Jota, me da mucha alegría que pongas a copani. Yo en mi blog una vez hice una entrada para decir que lo banco, a pesar de que odio sus temas de river. Te felicito, somos perdedores con huevos.

En cuanto a lo del subte, me pasó exactamente lo mismo la semana pasada, pero la que pasó fue la novia de franky y el que tuvo que hacer la fila fue el loco franky.

Abrazo.

V dijo...

No puedo escuchar la música...
Pero lo que le paso a tu amiga Aye, me paso una vez tambien...
buen viernes J!
besos
V

Nuria dijo...

Decime que se van a casar Aye y vos y que van a tener hijitos de su especie!! ... no, es buena idea?

Princesa Sukimuki dijo...

Jotis, yo no creo en las frases de abuela...pero parece q la frase 'dios los cria y el viento los amontona' es bastante aplicable en este caso.

Besos

rocio dijo...

este mes me falto el horoscopo vieji, nose que va a ser de mi vida, nose como manejarme en el futuro, no salgo de mi casa, nada.
ponete las pilas con eso (?)

Lin dijo...

Pero Nuria.. sería catastrófico!! te imaginás a las islas del Caribe haciendo campaña para que NO se vayan allá de luna de miel.. imaginate la de huracanes que convocarían jota y aye juntos! serían como un vórtice de mala suerte.
Y la prole? ufff pobres, peor que nacer un martes 13 abajo de una escalera.

Anónimo dijo...

Puden invitarnos a su casamiento, que seguro va a ser un fiasco. Pero muy divertido seguro y con muchas anecdotas para este blog.

Anónimo dijo...

Jota... para proponerle casamiento, le tendrias que decir que fuiste toda tu vida un perdedor...hasta el momento que la conociste y la besaste,que ahi cambio todo, la matas.

=Jota= dijo...

Amiblogs, yo les agradezco muchísimo la intención, la esperanza, la ficción, pero Aye es una amiga, no me quiero casar con ella, en serio. Y ella tampoco conmigo.

[..gaviota..] dijo...

La del subte siii, me paso como 3 veces ya, con mi novia, la dejo pasar y yo me quedo a hacer la fila xq habia para 1 viaje solo....Es gracioso!!!

*

Quiero ser una mantenida dijo...

Cansada de sentirme identificada.

Nunca me identifico con los blogs de chicas populares o sexys. Siempre del lado B.

AYE dijo...

Gracias por el post, lo vivo como una victoria... Aprovecho para confesar que cuando vi en el visor la frase: "¡Sin saldo!" (así, con signos de admiración y en rojo) me puse colorada. Muy.
Casamiento: nooooo.


Besos!

.:Lolita:. dijo...

bue Jota, está bueno no ser el único... =)

Natiii dijo...

Eso que te pasó no fue por perdedor sino por POCO CABALLERO, sabélo jajaja

Anónimo dijo...

Lo mas divertido de todo es la gente que estaba viendo a Copani, tenian una mezcla de verguenza y aburrimiento.
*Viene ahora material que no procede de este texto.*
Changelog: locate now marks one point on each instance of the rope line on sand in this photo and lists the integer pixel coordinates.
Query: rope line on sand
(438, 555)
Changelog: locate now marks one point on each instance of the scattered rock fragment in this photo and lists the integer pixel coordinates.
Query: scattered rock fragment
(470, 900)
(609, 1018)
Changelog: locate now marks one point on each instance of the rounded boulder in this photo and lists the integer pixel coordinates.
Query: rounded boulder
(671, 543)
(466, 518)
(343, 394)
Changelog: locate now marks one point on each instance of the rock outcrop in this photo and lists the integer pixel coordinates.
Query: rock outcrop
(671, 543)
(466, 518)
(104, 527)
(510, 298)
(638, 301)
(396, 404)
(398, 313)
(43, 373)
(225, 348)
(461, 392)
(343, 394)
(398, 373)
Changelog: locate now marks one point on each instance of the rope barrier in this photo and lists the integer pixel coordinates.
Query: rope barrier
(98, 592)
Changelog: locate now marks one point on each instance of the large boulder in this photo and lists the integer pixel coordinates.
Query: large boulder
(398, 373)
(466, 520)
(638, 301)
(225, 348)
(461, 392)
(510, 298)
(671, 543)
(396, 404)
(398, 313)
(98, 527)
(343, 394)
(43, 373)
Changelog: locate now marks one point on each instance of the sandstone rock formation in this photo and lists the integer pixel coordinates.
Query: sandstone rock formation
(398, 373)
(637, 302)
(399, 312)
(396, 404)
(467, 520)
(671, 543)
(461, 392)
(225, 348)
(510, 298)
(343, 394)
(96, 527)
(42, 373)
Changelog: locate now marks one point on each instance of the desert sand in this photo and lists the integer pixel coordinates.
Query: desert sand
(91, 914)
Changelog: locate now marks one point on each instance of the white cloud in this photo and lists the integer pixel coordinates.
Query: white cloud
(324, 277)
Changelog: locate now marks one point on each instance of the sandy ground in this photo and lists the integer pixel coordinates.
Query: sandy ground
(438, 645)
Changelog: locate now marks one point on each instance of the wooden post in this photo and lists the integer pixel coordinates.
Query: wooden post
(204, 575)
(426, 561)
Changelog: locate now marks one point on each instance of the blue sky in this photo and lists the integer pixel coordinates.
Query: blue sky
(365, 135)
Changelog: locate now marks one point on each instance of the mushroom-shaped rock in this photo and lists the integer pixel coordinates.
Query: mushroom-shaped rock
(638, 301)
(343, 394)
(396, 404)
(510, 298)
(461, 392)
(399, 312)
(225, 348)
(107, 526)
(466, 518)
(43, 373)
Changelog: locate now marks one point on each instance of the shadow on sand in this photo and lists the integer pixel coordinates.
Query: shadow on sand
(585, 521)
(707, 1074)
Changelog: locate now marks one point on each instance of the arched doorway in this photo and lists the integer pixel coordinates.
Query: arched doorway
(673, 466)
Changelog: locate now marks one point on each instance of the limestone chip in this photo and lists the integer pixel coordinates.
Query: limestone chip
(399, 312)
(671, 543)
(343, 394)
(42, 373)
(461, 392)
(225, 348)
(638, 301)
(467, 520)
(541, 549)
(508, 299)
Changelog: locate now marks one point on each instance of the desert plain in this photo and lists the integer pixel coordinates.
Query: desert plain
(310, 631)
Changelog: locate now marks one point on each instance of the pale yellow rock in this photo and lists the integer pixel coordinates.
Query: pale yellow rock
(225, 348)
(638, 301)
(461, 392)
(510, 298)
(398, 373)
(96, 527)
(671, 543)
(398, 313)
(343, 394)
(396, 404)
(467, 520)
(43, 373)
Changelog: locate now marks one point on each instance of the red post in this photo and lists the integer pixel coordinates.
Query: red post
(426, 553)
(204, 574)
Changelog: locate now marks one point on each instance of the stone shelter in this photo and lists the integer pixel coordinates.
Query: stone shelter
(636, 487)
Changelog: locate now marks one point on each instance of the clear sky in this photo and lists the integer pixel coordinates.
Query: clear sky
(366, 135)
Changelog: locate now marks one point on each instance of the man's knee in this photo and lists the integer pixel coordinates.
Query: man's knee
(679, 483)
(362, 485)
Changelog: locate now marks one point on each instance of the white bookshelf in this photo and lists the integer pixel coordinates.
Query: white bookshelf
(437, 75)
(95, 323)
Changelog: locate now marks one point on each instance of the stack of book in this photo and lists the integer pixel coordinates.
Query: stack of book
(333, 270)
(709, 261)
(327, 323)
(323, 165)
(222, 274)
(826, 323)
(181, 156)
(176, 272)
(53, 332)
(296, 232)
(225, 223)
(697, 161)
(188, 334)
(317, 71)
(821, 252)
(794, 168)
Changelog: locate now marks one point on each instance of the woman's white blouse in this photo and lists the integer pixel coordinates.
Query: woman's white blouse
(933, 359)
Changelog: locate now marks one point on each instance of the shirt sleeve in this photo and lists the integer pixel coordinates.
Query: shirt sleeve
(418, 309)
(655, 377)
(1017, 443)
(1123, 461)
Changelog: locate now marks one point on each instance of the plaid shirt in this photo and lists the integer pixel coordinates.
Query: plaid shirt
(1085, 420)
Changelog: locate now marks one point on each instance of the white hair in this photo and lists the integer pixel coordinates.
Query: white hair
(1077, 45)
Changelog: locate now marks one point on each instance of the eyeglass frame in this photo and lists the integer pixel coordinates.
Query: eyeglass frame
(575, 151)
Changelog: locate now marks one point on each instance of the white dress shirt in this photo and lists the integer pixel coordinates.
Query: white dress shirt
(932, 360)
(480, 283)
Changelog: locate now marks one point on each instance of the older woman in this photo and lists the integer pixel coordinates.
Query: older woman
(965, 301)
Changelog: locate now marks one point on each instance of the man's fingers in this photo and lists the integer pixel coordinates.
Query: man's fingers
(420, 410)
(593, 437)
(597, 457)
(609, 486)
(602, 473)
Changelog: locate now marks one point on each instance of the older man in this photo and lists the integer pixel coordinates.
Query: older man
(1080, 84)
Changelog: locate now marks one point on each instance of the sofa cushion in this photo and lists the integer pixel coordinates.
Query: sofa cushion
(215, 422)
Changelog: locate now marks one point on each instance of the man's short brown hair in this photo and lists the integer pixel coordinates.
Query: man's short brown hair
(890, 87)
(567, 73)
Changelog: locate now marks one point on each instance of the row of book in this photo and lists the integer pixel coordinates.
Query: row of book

Salvo uno -con la remera del che!- que intentaba seguir la letra.

Acerca de MdP!

Este blog contiene historias propias, algunas pocas ajenas de personajes cercanos, que se funden una en otra bajo el mismo don. Todos los protagonistas son (somos) perdedores: en el trabajo, en el amor, en el sexo, en la suerte, en el día a día, en la vida. Porque para algunos, como yo, ser perdedor dejó de ser un problema: ya es un destino ineludible. He aquí las historias. De derrotas, caídas, papelones. Derrumbes en general. Nos pasa a todos, no?